Sometimes we need a network to receive variable-length of inputs.
For example, when we want to predict the stock price on day 10, and we have 9 days of data for the blue stock but only 4 days for the red.
A normal neural network cannot solve this, because the input dimension has to be fixed. But we can use RNN, structured like this,
There is only one space for input, and we input the data one by one sequentially.
Traversing RNN, one input will have an intermediate result, which will be fed back to the preceding block, and when a latter input comes to that block, it will be summed with the fed backward result, and this kind of circulation keeps running until all the inputs have traversed the network.
The feed-backward mechanism helps us simulate the connection among the sequential data.

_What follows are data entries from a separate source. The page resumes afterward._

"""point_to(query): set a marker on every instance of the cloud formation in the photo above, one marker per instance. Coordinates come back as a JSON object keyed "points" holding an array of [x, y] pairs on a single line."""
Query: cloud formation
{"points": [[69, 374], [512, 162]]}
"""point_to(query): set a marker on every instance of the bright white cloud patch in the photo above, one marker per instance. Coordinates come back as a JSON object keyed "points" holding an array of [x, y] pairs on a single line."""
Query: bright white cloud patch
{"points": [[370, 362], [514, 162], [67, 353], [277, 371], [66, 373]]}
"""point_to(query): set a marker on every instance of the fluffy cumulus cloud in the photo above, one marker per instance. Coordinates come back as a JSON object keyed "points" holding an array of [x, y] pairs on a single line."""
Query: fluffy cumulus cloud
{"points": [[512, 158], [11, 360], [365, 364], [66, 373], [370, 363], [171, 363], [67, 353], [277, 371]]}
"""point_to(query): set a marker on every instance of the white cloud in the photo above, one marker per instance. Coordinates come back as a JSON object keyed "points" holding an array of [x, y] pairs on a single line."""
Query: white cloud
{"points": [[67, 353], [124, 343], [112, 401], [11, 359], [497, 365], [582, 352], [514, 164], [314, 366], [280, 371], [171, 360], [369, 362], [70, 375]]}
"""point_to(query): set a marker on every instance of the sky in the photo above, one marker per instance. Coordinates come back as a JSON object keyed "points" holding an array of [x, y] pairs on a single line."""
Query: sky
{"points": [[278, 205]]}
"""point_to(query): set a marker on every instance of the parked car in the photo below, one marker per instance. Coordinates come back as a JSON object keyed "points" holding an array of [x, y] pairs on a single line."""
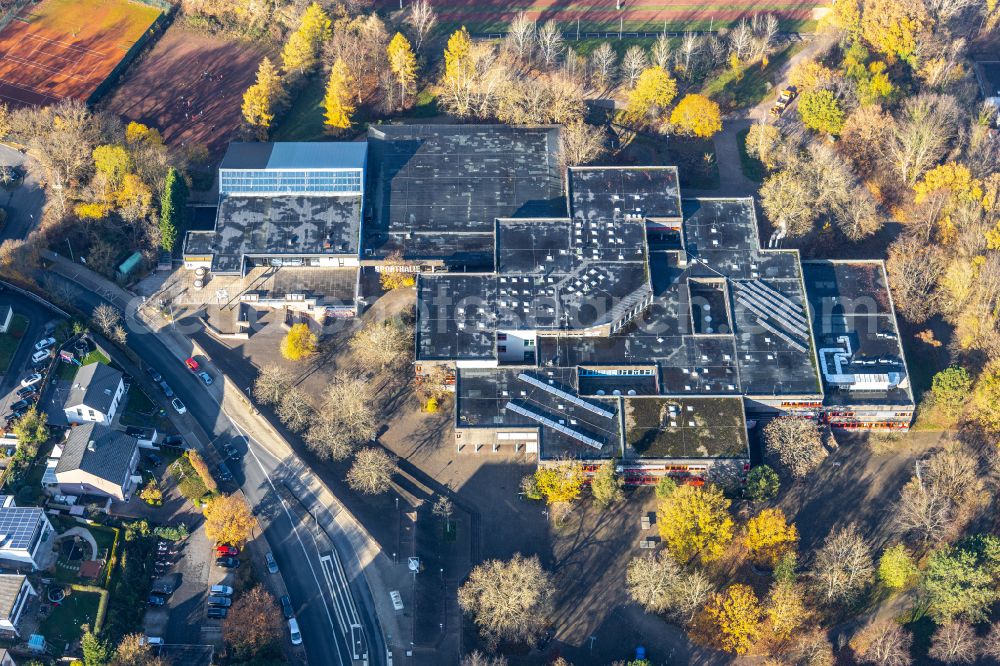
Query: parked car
{"points": [[32, 379], [293, 630], [44, 343], [227, 562]]}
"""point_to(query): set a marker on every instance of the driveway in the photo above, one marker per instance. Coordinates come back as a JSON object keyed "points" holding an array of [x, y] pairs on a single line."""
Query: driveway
{"points": [[24, 203]]}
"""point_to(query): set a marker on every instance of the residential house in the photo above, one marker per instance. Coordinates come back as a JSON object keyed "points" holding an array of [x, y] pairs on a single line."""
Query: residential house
{"points": [[95, 395], [97, 460], [15, 590], [24, 532]]}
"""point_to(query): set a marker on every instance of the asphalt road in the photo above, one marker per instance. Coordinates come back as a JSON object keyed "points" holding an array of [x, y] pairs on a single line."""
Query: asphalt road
{"points": [[259, 475]]}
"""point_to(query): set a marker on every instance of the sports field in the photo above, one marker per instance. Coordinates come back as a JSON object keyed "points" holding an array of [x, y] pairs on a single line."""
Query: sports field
{"points": [[59, 49], [597, 17]]}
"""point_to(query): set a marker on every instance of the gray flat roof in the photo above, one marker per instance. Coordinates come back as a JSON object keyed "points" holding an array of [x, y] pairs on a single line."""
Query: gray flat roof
{"points": [[851, 298], [296, 155], [437, 189], [279, 225]]}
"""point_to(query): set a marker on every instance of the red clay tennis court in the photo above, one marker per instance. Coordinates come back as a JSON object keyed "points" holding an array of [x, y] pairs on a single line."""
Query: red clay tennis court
{"points": [[59, 49]]}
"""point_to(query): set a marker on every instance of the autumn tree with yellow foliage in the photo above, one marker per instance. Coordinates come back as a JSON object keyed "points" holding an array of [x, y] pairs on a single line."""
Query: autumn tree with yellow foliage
{"points": [[769, 537], [262, 100], [649, 99], [228, 520], [338, 103], [695, 522], [698, 115]]}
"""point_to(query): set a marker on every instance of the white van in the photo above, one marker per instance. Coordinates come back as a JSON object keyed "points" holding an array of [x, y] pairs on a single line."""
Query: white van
{"points": [[293, 627]]}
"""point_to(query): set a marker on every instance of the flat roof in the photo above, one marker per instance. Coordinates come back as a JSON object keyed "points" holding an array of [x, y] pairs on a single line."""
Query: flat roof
{"points": [[851, 299], [544, 399], [279, 225], [296, 155], [662, 427], [437, 189]]}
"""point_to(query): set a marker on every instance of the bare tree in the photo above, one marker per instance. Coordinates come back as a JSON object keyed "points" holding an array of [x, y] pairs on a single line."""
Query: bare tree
{"points": [[796, 443], [633, 64], [883, 643], [422, 18], [550, 43], [603, 66], [521, 37], [508, 600], [105, 317], [843, 565], [372, 471], [271, 384], [954, 643], [660, 53]]}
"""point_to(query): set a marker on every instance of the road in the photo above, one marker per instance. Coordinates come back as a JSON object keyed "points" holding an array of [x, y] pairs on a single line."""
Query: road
{"points": [[260, 475]]}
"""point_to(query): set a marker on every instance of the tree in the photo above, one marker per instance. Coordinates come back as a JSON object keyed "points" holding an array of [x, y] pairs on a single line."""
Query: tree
{"points": [[883, 643], [372, 470], [31, 430], [843, 565], [228, 520], [299, 343], [762, 484], [172, 203], [422, 18], [272, 382], [954, 643], [338, 102], [253, 624], [896, 567], [560, 482], [698, 115], [695, 521], [785, 609], [736, 615], [769, 536], [95, 651], [383, 343], [508, 600], [262, 99], [820, 111], [796, 443], [403, 64], [648, 100], [606, 485], [960, 581]]}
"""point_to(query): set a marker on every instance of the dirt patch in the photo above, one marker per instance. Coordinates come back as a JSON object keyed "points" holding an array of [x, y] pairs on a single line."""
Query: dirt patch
{"points": [[59, 49], [190, 87]]}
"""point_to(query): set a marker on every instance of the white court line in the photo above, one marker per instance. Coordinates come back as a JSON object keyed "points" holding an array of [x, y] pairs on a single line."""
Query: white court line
{"points": [[326, 606]]}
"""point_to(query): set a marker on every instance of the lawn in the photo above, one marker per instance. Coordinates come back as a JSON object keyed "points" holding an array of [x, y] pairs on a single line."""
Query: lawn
{"points": [[752, 168], [11, 340], [63, 625]]}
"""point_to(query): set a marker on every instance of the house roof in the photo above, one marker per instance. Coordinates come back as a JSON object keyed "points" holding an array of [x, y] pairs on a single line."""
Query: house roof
{"points": [[108, 458], [10, 587], [94, 386]]}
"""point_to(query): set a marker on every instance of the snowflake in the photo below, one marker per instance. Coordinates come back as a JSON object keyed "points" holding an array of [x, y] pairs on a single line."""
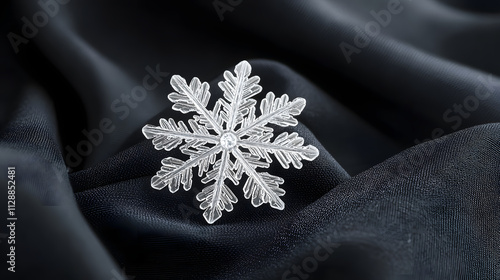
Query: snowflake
{"points": [[232, 131]]}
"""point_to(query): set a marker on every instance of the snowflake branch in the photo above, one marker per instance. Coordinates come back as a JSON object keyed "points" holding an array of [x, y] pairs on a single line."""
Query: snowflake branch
{"points": [[287, 148], [174, 170], [277, 111], [262, 190], [151, 131], [183, 105], [218, 196]]}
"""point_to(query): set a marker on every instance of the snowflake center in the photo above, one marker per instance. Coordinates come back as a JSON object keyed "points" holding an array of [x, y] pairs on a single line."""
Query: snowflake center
{"points": [[228, 140]]}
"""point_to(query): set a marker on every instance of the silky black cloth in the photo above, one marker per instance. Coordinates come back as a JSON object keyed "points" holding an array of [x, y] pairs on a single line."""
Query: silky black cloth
{"points": [[403, 103]]}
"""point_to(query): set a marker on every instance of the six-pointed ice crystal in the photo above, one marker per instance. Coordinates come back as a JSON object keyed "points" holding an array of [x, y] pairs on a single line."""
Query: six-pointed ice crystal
{"points": [[228, 141]]}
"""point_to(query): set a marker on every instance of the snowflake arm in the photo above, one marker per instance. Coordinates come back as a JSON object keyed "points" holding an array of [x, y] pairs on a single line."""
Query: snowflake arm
{"points": [[287, 148], [238, 90], [279, 111], [193, 98], [261, 187], [217, 197], [175, 172], [169, 134]]}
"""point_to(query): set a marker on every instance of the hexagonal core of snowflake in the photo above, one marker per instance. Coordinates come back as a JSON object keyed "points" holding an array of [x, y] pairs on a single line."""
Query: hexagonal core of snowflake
{"points": [[228, 140]]}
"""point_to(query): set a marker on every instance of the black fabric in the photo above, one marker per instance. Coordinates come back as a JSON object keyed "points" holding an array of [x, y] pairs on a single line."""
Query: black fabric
{"points": [[403, 103]]}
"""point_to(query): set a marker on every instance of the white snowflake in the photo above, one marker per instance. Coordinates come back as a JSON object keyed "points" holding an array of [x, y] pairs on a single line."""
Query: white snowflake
{"points": [[242, 140]]}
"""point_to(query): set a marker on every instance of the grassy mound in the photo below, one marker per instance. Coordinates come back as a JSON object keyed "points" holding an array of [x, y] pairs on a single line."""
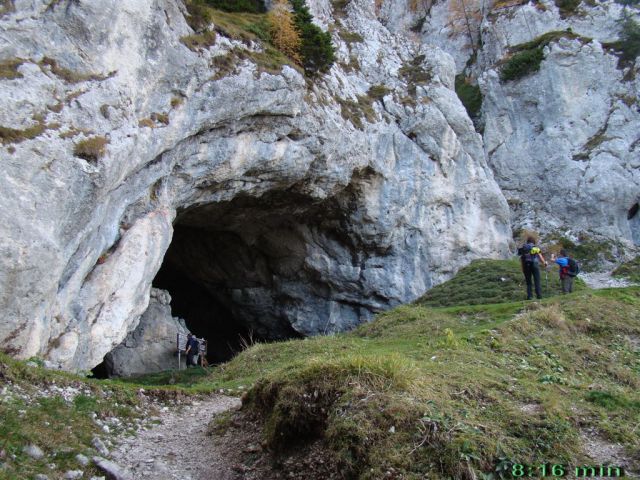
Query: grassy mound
{"points": [[491, 281], [449, 394], [457, 391], [630, 270]]}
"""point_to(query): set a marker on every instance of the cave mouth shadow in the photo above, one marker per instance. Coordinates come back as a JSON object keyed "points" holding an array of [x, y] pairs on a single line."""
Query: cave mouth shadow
{"points": [[204, 315], [226, 263]]}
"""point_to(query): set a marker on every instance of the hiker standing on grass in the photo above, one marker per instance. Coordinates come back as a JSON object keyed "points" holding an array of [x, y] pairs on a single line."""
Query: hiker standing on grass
{"points": [[530, 258], [193, 347], [569, 269]]}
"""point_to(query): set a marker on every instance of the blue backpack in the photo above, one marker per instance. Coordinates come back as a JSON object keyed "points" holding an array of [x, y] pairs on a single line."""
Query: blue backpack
{"points": [[574, 268]]}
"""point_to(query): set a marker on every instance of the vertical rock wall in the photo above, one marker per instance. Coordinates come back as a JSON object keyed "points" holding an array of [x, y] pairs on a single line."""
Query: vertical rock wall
{"points": [[171, 133]]}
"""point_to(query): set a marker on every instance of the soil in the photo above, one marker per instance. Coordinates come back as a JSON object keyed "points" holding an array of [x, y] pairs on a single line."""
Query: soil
{"points": [[205, 439], [178, 446]]}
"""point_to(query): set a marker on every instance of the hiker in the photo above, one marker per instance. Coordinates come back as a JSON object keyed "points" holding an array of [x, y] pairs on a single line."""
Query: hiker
{"points": [[569, 269], [530, 259], [193, 348]]}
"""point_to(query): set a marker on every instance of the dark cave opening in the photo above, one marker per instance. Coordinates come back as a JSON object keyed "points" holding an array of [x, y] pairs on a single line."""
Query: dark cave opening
{"points": [[268, 268], [205, 316]]}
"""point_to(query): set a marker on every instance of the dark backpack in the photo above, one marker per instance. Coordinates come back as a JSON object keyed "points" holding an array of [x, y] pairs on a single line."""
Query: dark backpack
{"points": [[574, 268], [525, 252]]}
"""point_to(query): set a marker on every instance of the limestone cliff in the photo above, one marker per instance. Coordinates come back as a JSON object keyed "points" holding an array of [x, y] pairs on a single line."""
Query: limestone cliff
{"points": [[302, 205], [563, 140]]}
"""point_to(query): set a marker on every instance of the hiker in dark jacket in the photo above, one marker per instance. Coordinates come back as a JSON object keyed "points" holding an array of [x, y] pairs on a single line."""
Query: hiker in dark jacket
{"points": [[193, 348], [530, 259], [563, 263]]}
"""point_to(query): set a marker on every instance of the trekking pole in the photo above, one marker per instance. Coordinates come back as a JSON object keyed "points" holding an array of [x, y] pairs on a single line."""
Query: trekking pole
{"points": [[546, 278]]}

But, because we are going to let each data go through the network, we will repeat the process a lot of times. In RNN, when setting w2 to (0, 1), the gradient will vanish for backpropagation. When set to (1, +inf), the gradient will explode.
To address this problem, Long Short Term Memory (LSTM) is proposed.
LSTM is an improved version of RNN. We are replacing the network with the following structure, but it remains the idea of feeding backward.
The blue line above represents long-term memory, and the blue line below is short-term memory.
After one input has traversed the network, we get the C(t) and h(t), which will be fed back to the position of C(t-1) and h(t-1). Eventually, after inputting all the data one by one, we get the final result at the position of h(t).